6 volt AGM battery powers a turntable motor on a platform and store bought LED pucks (like the ones for in a closet, etc). One master toggle switch, automotive type for whole circuit.

It's housed inside an old wooden display case (just the case with glass door). This project is to display my father-in-law's antique milk bottles at the shows he attends.

To charge the battery, I have wired in a 6 volt wall wart to an XLR cable, which is to plug into the XLR jack and charge it conveniently at home in between shows but he's not tech savvy at all, so I would ideally like the display circuit to shut off while it's plugged into to charge, whether the master toggle switch is open or closed, so that the display circuit can't run off the wall wart.

My understanding is that ride on scooters use these jacks to charge scooter batteries and it somehow has a bypass in it so the scooter motor couldn't possibly run away on the user while it's charging.
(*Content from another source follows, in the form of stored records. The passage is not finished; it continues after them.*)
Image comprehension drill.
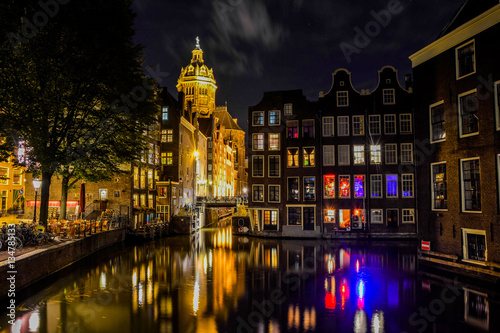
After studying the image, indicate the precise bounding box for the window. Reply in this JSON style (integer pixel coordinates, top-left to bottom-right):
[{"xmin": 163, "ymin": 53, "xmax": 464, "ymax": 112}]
[
  {"xmin": 304, "ymin": 177, "xmax": 316, "ymax": 201},
  {"xmin": 385, "ymin": 143, "xmax": 398, "ymax": 164},
  {"xmin": 368, "ymin": 115, "xmax": 380, "ymax": 135},
  {"xmin": 352, "ymin": 116, "xmax": 365, "ymax": 135},
  {"xmin": 286, "ymin": 120, "xmax": 299, "ymax": 139},
  {"xmin": 268, "ymin": 185, "xmax": 280, "ymax": 202},
  {"xmin": 460, "ymin": 158, "xmax": 481, "ymax": 212},
  {"xmin": 353, "ymin": 145, "xmax": 365, "ymax": 165},
  {"xmin": 384, "ymin": 114, "xmax": 396, "ymax": 134},
  {"xmin": 288, "ymin": 207, "xmax": 302, "ymax": 225},
  {"xmin": 354, "ymin": 175, "xmax": 365, "ymax": 198},
  {"xmin": 458, "ymin": 89, "xmax": 479, "ymax": 137},
  {"xmin": 337, "ymin": 91, "xmax": 349, "ymax": 106},
  {"xmin": 323, "ymin": 175, "xmax": 335, "ymax": 199},
  {"xmin": 370, "ymin": 209, "xmax": 384, "ymax": 224},
  {"xmin": 339, "ymin": 175, "xmax": 351, "ymax": 198},
  {"xmin": 252, "ymin": 111, "xmax": 264, "ymax": 126},
  {"xmin": 252, "ymin": 156, "xmax": 264, "ymax": 177},
  {"xmin": 337, "ymin": 116, "xmax": 349, "ymax": 136},
  {"xmin": 269, "ymin": 133, "xmax": 280, "ymax": 150},
  {"xmin": 339, "ymin": 145, "xmax": 351, "ymax": 165},
  {"xmin": 323, "ymin": 146, "xmax": 335, "ymax": 165},
  {"xmin": 269, "ymin": 110, "xmax": 281, "ymax": 126},
  {"xmin": 370, "ymin": 175, "xmax": 382, "ymax": 199},
  {"xmin": 252, "ymin": 133, "xmax": 264, "ymax": 150},
  {"xmin": 323, "ymin": 117, "xmax": 333, "ymax": 137},
  {"xmin": 431, "ymin": 162, "xmax": 448, "ymax": 210},
  {"xmin": 302, "ymin": 119, "xmax": 314, "ymax": 139},
  {"xmin": 370, "ymin": 145, "xmax": 382, "ymax": 164},
  {"xmin": 269, "ymin": 155, "xmax": 280, "ymax": 177},
  {"xmin": 429, "ymin": 101, "xmax": 446, "ymax": 143},
  {"xmin": 383, "ymin": 89, "xmax": 396, "ymax": 105},
  {"xmin": 399, "ymin": 113, "xmax": 412, "ymax": 134},
  {"xmin": 252, "ymin": 185, "xmax": 264, "ymax": 202},
  {"xmin": 161, "ymin": 106, "xmax": 168, "ymax": 120},
  {"xmin": 287, "ymin": 177, "xmax": 299, "ymax": 201},
  {"xmin": 456, "ymin": 41, "xmax": 476, "ymax": 79},
  {"xmin": 401, "ymin": 173, "xmax": 414, "ymax": 198},
  {"xmin": 303, "ymin": 147, "xmax": 316, "ymax": 167},
  {"xmin": 385, "ymin": 175, "xmax": 398, "ymax": 198},
  {"xmin": 401, "ymin": 143, "xmax": 413, "ymax": 163},
  {"xmin": 287, "ymin": 148, "xmax": 299, "ymax": 168},
  {"xmin": 403, "ymin": 209, "xmax": 415, "ymax": 223}
]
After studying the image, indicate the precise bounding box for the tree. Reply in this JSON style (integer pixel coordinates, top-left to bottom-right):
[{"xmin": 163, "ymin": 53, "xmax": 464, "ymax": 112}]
[{"xmin": 0, "ymin": 0, "xmax": 158, "ymax": 223}]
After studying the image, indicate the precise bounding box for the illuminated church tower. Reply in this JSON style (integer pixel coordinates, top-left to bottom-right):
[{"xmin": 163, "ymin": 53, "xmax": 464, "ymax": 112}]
[{"xmin": 176, "ymin": 37, "xmax": 217, "ymax": 118}]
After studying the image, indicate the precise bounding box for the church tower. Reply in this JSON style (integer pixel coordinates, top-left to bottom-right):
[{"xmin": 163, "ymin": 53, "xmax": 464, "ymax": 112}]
[{"xmin": 176, "ymin": 37, "xmax": 217, "ymax": 118}]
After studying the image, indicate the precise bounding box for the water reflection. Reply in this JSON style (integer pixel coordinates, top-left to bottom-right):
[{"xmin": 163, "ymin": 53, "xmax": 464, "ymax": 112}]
[{"xmin": 0, "ymin": 228, "xmax": 498, "ymax": 333}]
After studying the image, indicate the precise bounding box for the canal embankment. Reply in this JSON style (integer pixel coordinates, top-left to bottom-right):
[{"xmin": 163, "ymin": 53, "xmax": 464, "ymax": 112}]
[{"xmin": 0, "ymin": 229, "xmax": 126, "ymax": 300}]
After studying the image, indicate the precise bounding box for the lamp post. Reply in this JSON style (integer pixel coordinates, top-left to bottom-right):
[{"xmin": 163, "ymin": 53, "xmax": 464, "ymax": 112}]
[{"xmin": 33, "ymin": 178, "xmax": 42, "ymax": 224}]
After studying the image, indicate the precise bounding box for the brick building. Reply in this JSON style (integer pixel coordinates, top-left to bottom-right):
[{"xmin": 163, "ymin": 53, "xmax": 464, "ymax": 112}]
[{"xmin": 410, "ymin": 0, "xmax": 500, "ymax": 265}]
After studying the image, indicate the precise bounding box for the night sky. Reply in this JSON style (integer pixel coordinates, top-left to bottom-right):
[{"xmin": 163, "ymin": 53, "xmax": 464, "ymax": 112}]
[{"xmin": 134, "ymin": 0, "xmax": 462, "ymax": 130}]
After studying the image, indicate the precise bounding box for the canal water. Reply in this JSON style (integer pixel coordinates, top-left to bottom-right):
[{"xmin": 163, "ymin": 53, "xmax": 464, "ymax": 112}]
[{"xmin": 0, "ymin": 228, "xmax": 500, "ymax": 333}]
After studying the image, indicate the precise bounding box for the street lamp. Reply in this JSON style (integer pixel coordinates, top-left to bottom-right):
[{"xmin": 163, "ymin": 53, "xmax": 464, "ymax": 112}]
[{"xmin": 33, "ymin": 178, "xmax": 42, "ymax": 224}]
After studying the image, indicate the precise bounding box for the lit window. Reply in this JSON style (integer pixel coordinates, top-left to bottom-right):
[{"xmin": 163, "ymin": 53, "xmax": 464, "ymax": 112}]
[
  {"xmin": 354, "ymin": 175, "xmax": 365, "ymax": 198},
  {"xmin": 302, "ymin": 119, "xmax": 314, "ymax": 139},
  {"xmin": 386, "ymin": 175, "xmax": 398, "ymax": 198},
  {"xmin": 460, "ymin": 158, "xmax": 481, "ymax": 212},
  {"xmin": 323, "ymin": 146, "xmax": 335, "ymax": 165},
  {"xmin": 269, "ymin": 110, "xmax": 280, "ymax": 126},
  {"xmin": 287, "ymin": 177, "xmax": 299, "ymax": 201},
  {"xmin": 352, "ymin": 116, "xmax": 365, "ymax": 135},
  {"xmin": 431, "ymin": 163, "xmax": 448, "ymax": 209},
  {"xmin": 323, "ymin": 117, "xmax": 333, "ymax": 137},
  {"xmin": 324, "ymin": 175, "xmax": 335, "ymax": 199},
  {"xmin": 401, "ymin": 143, "xmax": 413, "ymax": 163},
  {"xmin": 252, "ymin": 156, "xmax": 264, "ymax": 177},
  {"xmin": 456, "ymin": 42, "xmax": 476, "ymax": 79},
  {"xmin": 337, "ymin": 116, "xmax": 349, "ymax": 136},
  {"xmin": 401, "ymin": 173, "xmax": 413, "ymax": 198},
  {"xmin": 253, "ymin": 133, "xmax": 264, "ymax": 150},
  {"xmin": 370, "ymin": 175, "xmax": 382, "ymax": 198},
  {"xmin": 430, "ymin": 102, "xmax": 446, "ymax": 142},
  {"xmin": 337, "ymin": 91, "xmax": 349, "ymax": 106},
  {"xmin": 252, "ymin": 111, "xmax": 264, "ymax": 126},
  {"xmin": 304, "ymin": 177, "xmax": 316, "ymax": 201},
  {"xmin": 384, "ymin": 114, "xmax": 396, "ymax": 134},
  {"xmin": 370, "ymin": 145, "xmax": 382, "ymax": 164},
  {"xmin": 269, "ymin": 133, "xmax": 280, "ymax": 150},
  {"xmin": 368, "ymin": 115, "xmax": 380, "ymax": 135},
  {"xmin": 353, "ymin": 145, "xmax": 365, "ymax": 165},
  {"xmin": 383, "ymin": 89, "xmax": 396, "ymax": 105},
  {"xmin": 339, "ymin": 175, "xmax": 351, "ymax": 198},
  {"xmin": 385, "ymin": 143, "xmax": 398, "ymax": 164},
  {"xmin": 303, "ymin": 147, "xmax": 316, "ymax": 167},
  {"xmin": 458, "ymin": 89, "xmax": 479, "ymax": 137},
  {"xmin": 287, "ymin": 148, "xmax": 299, "ymax": 168},
  {"xmin": 269, "ymin": 155, "xmax": 280, "ymax": 177},
  {"xmin": 286, "ymin": 120, "xmax": 299, "ymax": 139},
  {"xmin": 399, "ymin": 113, "xmax": 412, "ymax": 134}
]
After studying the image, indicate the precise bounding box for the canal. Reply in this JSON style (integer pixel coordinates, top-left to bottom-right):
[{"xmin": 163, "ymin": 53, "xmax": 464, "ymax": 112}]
[{"xmin": 0, "ymin": 228, "xmax": 500, "ymax": 333}]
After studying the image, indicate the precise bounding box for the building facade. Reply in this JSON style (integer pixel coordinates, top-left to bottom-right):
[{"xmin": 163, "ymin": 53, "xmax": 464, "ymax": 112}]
[{"xmin": 410, "ymin": 1, "xmax": 500, "ymax": 266}]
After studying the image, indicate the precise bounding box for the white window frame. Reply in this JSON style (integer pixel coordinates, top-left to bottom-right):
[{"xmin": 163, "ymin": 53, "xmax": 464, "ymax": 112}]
[
  {"xmin": 338, "ymin": 145, "xmax": 351, "ymax": 166},
  {"xmin": 337, "ymin": 116, "xmax": 349, "ymax": 136},
  {"xmin": 336, "ymin": 90, "xmax": 349, "ymax": 107},
  {"xmin": 323, "ymin": 145, "xmax": 335, "ymax": 166},
  {"xmin": 399, "ymin": 113, "xmax": 413, "ymax": 134},
  {"xmin": 321, "ymin": 117, "xmax": 335, "ymax": 137},
  {"xmin": 429, "ymin": 100, "xmax": 446, "ymax": 143},
  {"xmin": 455, "ymin": 39, "xmax": 477, "ymax": 80}
]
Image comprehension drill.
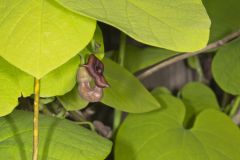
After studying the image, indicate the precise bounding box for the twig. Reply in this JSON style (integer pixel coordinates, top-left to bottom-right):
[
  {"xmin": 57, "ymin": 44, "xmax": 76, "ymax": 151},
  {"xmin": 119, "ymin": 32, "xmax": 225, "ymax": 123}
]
[
  {"xmin": 33, "ymin": 78, "xmax": 40, "ymax": 160},
  {"xmin": 229, "ymin": 96, "xmax": 240, "ymax": 117},
  {"xmin": 137, "ymin": 31, "xmax": 240, "ymax": 79}
]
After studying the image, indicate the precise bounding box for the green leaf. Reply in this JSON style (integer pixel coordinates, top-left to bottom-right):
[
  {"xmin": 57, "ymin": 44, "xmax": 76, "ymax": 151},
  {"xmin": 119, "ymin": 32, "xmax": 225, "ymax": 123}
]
[
  {"xmin": 151, "ymin": 87, "xmax": 172, "ymax": 95},
  {"xmin": 115, "ymin": 95, "xmax": 240, "ymax": 160},
  {"xmin": 0, "ymin": 57, "xmax": 33, "ymax": 117},
  {"xmin": 0, "ymin": 111, "xmax": 111, "ymax": 160},
  {"xmin": 212, "ymin": 39, "xmax": 240, "ymax": 95},
  {"xmin": 56, "ymin": 0, "xmax": 210, "ymax": 52},
  {"xmin": 40, "ymin": 56, "xmax": 80, "ymax": 97},
  {"xmin": 124, "ymin": 45, "xmax": 177, "ymax": 73},
  {"xmin": 0, "ymin": 56, "xmax": 83, "ymax": 117},
  {"xmin": 181, "ymin": 82, "xmax": 220, "ymax": 125},
  {"xmin": 58, "ymin": 86, "xmax": 89, "ymax": 111},
  {"xmin": 0, "ymin": 0, "xmax": 96, "ymax": 79},
  {"xmin": 102, "ymin": 58, "xmax": 160, "ymax": 113},
  {"xmin": 203, "ymin": 0, "xmax": 240, "ymax": 42}
]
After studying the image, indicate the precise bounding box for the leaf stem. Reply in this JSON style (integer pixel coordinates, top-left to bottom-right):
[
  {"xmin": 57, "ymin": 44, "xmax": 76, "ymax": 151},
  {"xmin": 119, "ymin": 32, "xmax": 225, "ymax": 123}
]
[
  {"xmin": 33, "ymin": 78, "xmax": 40, "ymax": 160},
  {"xmin": 229, "ymin": 96, "xmax": 240, "ymax": 117},
  {"xmin": 113, "ymin": 32, "xmax": 126, "ymax": 133},
  {"xmin": 74, "ymin": 121, "xmax": 95, "ymax": 131},
  {"xmin": 118, "ymin": 32, "xmax": 126, "ymax": 67},
  {"xmin": 193, "ymin": 56, "xmax": 205, "ymax": 82},
  {"xmin": 137, "ymin": 30, "xmax": 240, "ymax": 79}
]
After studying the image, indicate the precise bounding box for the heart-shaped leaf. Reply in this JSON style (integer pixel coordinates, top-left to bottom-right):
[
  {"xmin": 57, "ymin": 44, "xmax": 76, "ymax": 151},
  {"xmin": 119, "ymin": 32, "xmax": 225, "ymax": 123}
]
[
  {"xmin": 0, "ymin": 56, "xmax": 80, "ymax": 116},
  {"xmin": 203, "ymin": 0, "xmax": 240, "ymax": 42},
  {"xmin": 0, "ymin": 0, "xmax": 96, "ymax": 78},
  {"xmin": 124, "ymin": 45, "xmax": 177, "ymax": 73},
  {"xmin": 56, "ymin": 0, "xmax": 210, "ymax": 51},
  {"xmin": 40, "ymin": 56, "xmax": 80, "ymax": 97},
  {"xmin": 0, "ymin": 57, "xmax": 33, "ymax": 117},
  {"xmin": 212, "ymin": 39, "xmax": 240, "ymax": 95},
  {"xmin": 115, "ymin": 95, "xmax": 240, "ymax": 160},
  {"xmin": 102, "ymin": 58, "xmax": 160, "ymax": 113},
  {"xmin": 0, "ymin": 111, "xmax": 111, "ymax": 160}
]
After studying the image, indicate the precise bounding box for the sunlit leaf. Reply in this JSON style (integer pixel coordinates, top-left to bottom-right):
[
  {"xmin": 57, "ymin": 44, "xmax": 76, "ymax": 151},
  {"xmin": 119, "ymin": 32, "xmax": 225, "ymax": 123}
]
[
  {"xmin": 0, "ymin": 0, "xmax": 96, "ymax": 78},
  {"xmin": 0, "ymin": 111, "xmax": 111, "ymax": 160},
  {"xmin": 56, "ymin": 0, "xmax": 210, "ymax": 51}
]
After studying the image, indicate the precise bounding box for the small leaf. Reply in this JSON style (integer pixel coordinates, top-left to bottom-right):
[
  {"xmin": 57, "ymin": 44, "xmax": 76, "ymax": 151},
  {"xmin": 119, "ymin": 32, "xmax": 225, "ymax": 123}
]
[
  {"xmin": 203, "ymin": 0, "xmax": 240, "ymax": 42},
  {"xmin": 115, "ymin": 94, "xmax": 240, "ymax": 160},
  {"xmin": 58, "ymin": 86, "xmax": 88, "ymax": 111},
  {"xmin": 102, "ymin": 58, "xmax": 160, "ymax": 113},
  {"xmin": 0, "ymin": 0, "xmax": 96, "ymax": 79},
  {"xmin": 0, "ymin": 111, "xmax": 111, "ymax": 160},
  {"xmin": 56, "ymin": 0, "xmax": 210, "ymax": 52},
  {"xmin": 124, "ymin": 45, "xmax": 177, "ymax": 73},
  {"xmin": 0, "ymin": 57, "xmax": 33, "ymax": 117},
  {"xmin": 181, "ymin": 82, "xmax": 220, "ymax": 125},
  {"xmin": 40, "ymin": 56, "xmax": 80, "ymax": 97},
  {"xmin": 212, "ymin": 39, "xmax": 240, "ymax": 95}
]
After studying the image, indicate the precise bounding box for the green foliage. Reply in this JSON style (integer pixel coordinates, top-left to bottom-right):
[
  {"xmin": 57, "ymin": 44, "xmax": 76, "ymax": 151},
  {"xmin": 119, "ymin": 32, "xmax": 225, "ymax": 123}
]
[
  {"xmin": 56, "ymin": 0, "xmax": 210, "ymax": 52},
  {"xmin": 115, "ymin": 94, "xmax": 240, "ymax": 160},
  {"xmin": 40, "ymin": 56, "xmax": 80, "ymax": 97},
  {"xmin": 0, "ymin": 0, "xmax": 96, "ymax": 78},
  {"xmin": 58, "ymin": 86, "xmax": 88, "ymax": 111},
  {"xmin": 0, "ymin": 57, "xmax": 33, "ymax": 117},
  {"xmin": 0, "ymin": 111, "xmax": 111, "ymax": 160},
  {"xmin": 212, "ymin": 39, "xmax": 240, "ymax": 95},
  {"xmin": 0, "ymin": 0, "xmax": 240, "ymax": 160},
  {"xmin": 124, "ymin": 45, "xmax": 177, "ymax": 73},
  {"xmin": 203, "ymin": 0, "xmax": 240, "ymax": 42},
  {"xmin": 102, "ymin": 58, "xmax": 160, "ymax": 113}
]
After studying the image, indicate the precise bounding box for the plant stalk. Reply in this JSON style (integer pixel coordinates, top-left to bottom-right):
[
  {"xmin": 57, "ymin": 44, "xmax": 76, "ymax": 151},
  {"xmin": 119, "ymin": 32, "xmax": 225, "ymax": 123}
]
[
  {"xmin": 113, "ymin": 32, "xmax": 126, "ymax": 133},
  {"xmin": 32, "ymin": 78, "xmax": 40, "ymax": 160},
  {"xmin": 229, "ymin": 96, "xmax": 240, "ymax": 117}
]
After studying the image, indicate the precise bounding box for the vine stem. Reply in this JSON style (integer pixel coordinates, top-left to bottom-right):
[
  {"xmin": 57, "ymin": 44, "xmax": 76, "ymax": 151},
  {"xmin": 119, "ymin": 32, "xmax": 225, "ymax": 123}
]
[
  {"xmin": 32, "ymin": 78, "xmax": 40, "ymax": 160},
  {"xmin": 137, "ymin": 31, "xmax": 240, "ymax": 79},
  {"xmin": 229, "ymin": 96, "xmax": 240, "ymax": 117},
  {"xmin": 113, "ymin": 32, "xmax": 126, "ymax": 133}
]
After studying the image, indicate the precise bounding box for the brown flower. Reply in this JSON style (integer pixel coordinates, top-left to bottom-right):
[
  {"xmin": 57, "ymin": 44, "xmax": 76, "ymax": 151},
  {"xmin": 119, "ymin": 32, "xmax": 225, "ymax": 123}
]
[{"xmin": 84, "ymin": 54, "xmax": 109, "ymax": 88}]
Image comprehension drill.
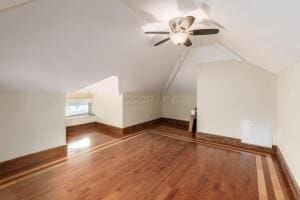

I have tried various configurations of grounding the XLR cable shield to the negative wire, not grounding it, while running a dummy load to see if the charging cable being plugged in would somehow safely force the motor in this experiment to shut off, but I can't make it work.

Does anyone have any idea how the scooter companies are accomplishing this? Their XLR jack replacements come with only two wires off them for charging then that connects to the speed controller box, with no further schematic provided. Would it have to be using a comparator or flip flop or something, to deactivate the scooter circuit as soon as the XLR cable is plugged in?